“Need for Non-violent Economy”
By Dr. D.K. Giri, Director, Schumacher Centre
I was invited to be a panelist in a Roundtable discussion on “Rethinking Human Behaviour in Modern Economics” on 10 April 2010. It was organized by the Institute for Studies in Global prosperity. I had a similar invitation earlier on from Bhopal last month from a Gandhian organization to discuss “non-violent economy”. Last year, I was in a roundtable on “Compassionate Economy” organized by a Buddhist organization. All these invitations come my way most probably because of my association with Schumacher Centre, as its ideologue Fritz Schumacher was the exponent of non-violent Buddhist economies. Also, may be I am engaged in the domain public action to create a sound economy and saner society. Whatever may be the basis of my involvement in such discussions, the need of the hour is to reduce stress, tensions and violence in the society, most of which, no doubt, is produced by a violent economy.
Why has the modern economy become violent? Is it loss of human values, namely the compassion, solidarity, or the faulty approach to economic growth? In fact, the answer is bit of both. How do we repair the fault lines? How do we revive the values? These two are the usual questions raised in most of the discussions. Let us address the first concern, the modern economic system. The current economy is driven by profit only, in complete disregard to nature, nurture and sustainability. Profit has replaced the people in the calculations. Second, there is gross overuse of non-renewable energies, competition for access to them which are also depleting. This is causing violence in the society. The people who are getting displaced and dispossessed are fighting back.
Second is that the human nature is changing in such a scenario, where competition has replaced compassion. Human beings are capable of being good and bad, either of which emerges in reaction to a situation or a system, created by other human beings. But, like Mahatma Gandhi said, any system will fail, if the human character fails, and in the dynamic between people and the processes, the person has the onus of creating and maintaining a process that secures human values.
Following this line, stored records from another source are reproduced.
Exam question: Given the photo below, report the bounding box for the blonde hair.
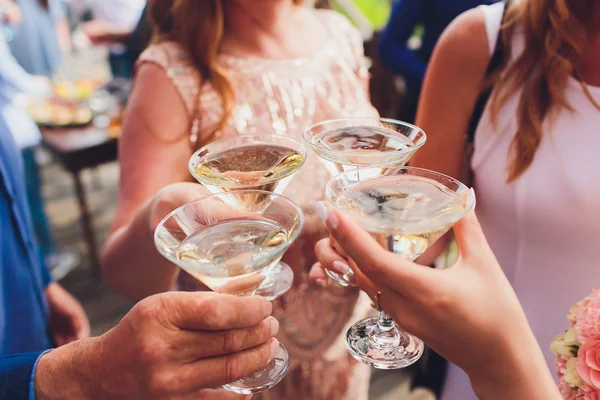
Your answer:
[149,0,304,142]
[491,0,600,182]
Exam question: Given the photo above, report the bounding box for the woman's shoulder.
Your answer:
[136,41,201,119]
[137,41,191,70]
[434,8,494,67]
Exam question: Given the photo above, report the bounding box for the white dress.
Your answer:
[442,3,600,400]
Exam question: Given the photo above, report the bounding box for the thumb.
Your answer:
[316,202,428,292]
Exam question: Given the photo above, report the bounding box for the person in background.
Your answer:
[411,0,600,400]
[310,203,562,400]
[102,0,377,400]
[379,0,498,123]
[9,0,71,77]
[78,7,152,62]
[0,10,279,384]
[1,0,80,278]
[69,0,146,78]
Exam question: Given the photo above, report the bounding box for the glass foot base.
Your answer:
[346,318,424,369]
[254,262,294,301]
[223,344,290,394]
[325,269,358,287]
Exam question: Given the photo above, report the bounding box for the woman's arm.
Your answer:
[102,63,192,300]
[310,204,560,400]
[379,0,427,86]
[410,9,491,265]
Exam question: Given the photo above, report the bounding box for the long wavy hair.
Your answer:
[148,0,304,141]
[491,0,600,182]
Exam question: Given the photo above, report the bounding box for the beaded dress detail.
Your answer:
[138,10,377,400]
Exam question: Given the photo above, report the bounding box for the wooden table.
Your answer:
[42,127,118,273]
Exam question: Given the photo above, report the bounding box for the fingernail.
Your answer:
[267,317,279,336]
[315,201,338,229]
[271,339,279,360]
[263,300,273,315]
[315,201,327,222]
[333,261,350,275]
[328,213,338,229]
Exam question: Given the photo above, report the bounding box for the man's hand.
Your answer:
[45,282,90,346]
[35,292,279,400]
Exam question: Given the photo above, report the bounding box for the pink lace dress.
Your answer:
[139,11,377,400]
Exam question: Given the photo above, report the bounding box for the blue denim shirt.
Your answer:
[0,118,53,400]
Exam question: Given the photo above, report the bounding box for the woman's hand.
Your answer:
[310,203,558,399]
[45,282,90,346]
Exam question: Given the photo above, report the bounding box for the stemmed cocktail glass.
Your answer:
[154,190,304,394]
[325,167,475,369]
[188,135,306,300]
[303,118,427,287]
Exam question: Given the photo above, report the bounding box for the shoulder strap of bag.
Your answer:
[467,0,512,144]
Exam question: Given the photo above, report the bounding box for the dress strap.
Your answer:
[136,42,201,144]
How do we create a good person? This can be done both by inducing systemic changes which allows the person scope for and self-actualisation, and by injecting spirituality or Godliness what is understood popularly as a religion. That gives room for building selfhood.
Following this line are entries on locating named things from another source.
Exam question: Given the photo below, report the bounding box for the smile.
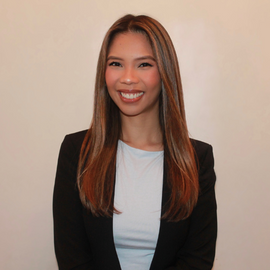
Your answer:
[120,92,143,99]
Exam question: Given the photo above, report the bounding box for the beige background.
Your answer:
[0,0,270,270]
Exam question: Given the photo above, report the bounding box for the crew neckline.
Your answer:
[118,139,164,153]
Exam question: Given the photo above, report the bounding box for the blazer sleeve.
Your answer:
[168,141,217,270]
[53,135,94,270]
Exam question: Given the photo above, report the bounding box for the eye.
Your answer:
[109,61,121,67]
[139,62,153,67]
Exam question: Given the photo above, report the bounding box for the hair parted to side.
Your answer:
[78,15,199,221]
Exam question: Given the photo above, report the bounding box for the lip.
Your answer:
[117,89,144,103]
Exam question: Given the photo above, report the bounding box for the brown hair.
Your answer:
[78,15,199,221]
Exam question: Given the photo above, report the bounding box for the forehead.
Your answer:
[108,32,153,56]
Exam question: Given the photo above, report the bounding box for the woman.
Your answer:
[53,15,217,270]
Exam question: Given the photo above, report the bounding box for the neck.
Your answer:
[121,114,163,151]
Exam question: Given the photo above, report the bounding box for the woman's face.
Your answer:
[105,32,161,117]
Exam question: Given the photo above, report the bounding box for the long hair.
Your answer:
[77,15,199,221]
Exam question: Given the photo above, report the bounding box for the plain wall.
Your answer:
[0,0,270,270]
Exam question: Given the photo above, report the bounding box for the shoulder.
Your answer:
[58,130,87,170]
[191,139,214,169]
[61,130,87,154]
[63,130,87,148]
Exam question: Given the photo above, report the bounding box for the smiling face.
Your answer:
[105,32,161,117]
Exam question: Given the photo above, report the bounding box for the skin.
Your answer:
[105,32,163,151]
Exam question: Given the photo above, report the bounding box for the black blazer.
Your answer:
[53,131,217,270]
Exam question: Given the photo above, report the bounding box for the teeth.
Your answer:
[120,92,143,99]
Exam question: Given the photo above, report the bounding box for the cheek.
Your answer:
[146,71,161,90]
[105,69,115,88]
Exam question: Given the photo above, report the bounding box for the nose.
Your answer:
[120,67,139,84]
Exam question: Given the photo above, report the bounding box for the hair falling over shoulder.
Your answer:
[78,15,199,221]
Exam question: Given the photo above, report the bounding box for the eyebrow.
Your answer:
[107,55,156,62]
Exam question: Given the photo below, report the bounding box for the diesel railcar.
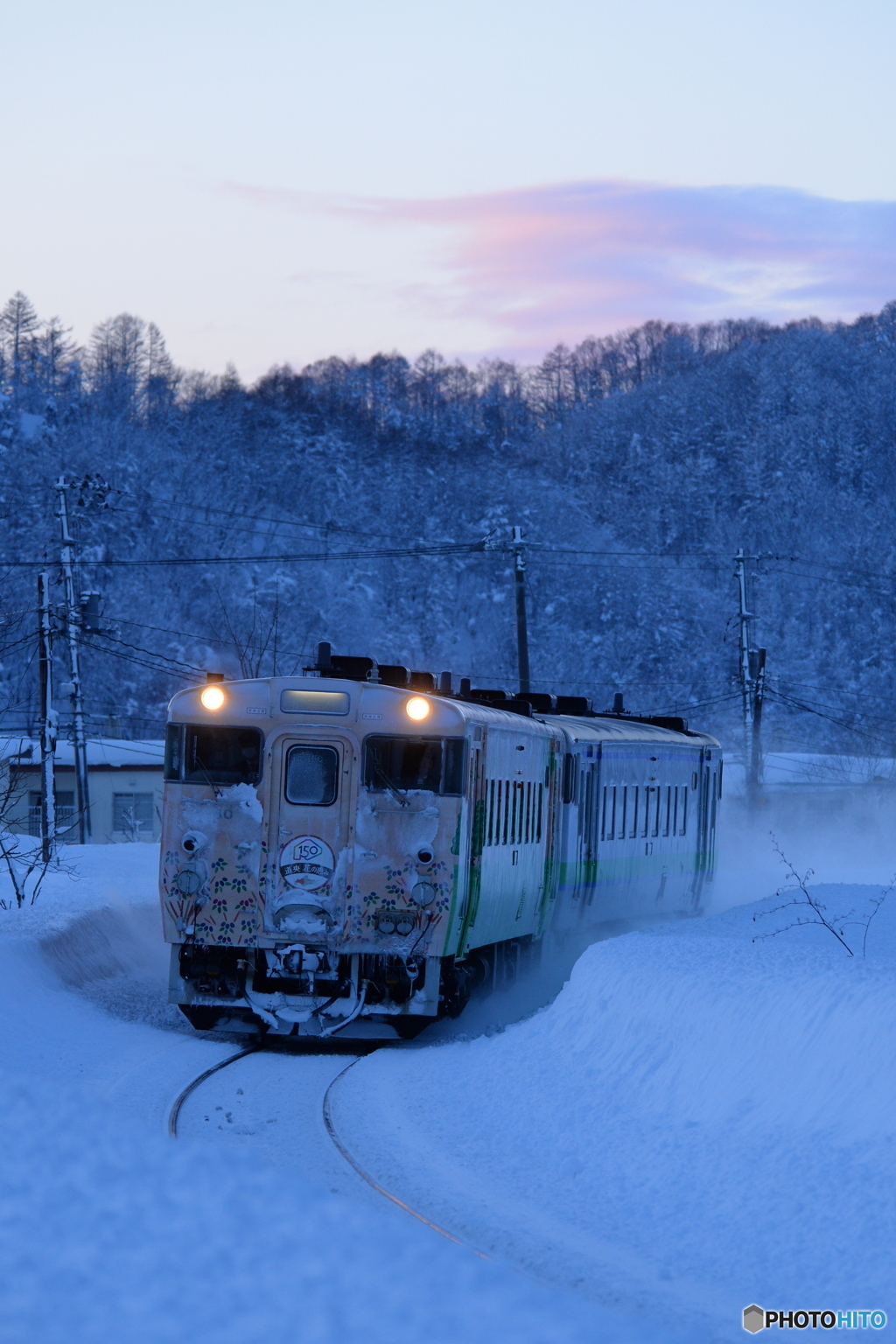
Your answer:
[160,645,721,1040]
What we need is a fine balance between man and machine, personality and the procedures, growth and social justice. Profit and growth should drive the economy, but those should be meant for a ‘common cause’ not for shareholders alone.
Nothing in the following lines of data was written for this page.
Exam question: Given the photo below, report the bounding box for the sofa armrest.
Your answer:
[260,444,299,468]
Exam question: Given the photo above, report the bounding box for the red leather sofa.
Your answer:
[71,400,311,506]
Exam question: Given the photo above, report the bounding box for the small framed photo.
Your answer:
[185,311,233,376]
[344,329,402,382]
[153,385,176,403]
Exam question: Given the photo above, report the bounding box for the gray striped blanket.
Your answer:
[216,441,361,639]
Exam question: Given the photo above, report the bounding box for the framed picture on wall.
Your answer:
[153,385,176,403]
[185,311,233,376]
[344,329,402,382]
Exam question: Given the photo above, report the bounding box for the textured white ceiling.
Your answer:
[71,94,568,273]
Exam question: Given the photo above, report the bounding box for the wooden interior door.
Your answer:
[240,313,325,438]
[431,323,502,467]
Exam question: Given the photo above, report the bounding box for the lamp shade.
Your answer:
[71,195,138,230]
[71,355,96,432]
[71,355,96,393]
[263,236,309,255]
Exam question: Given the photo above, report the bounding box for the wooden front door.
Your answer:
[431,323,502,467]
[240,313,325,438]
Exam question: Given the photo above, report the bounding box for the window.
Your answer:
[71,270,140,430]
The balance which Clinton called the middle way, Tony Blair the Third way, Indian calls ‘synthesis of opposites’ is ‘the way’ to go. The big question then is who will determine that balance is right or appropriate, or the way to decide it in terms of the cause and consequence of our actions. The other is that every individual, institution and nation decide what is the ‘balance’ that lends a win-win situation – social stability, communal solidarity, climate security and economic viability.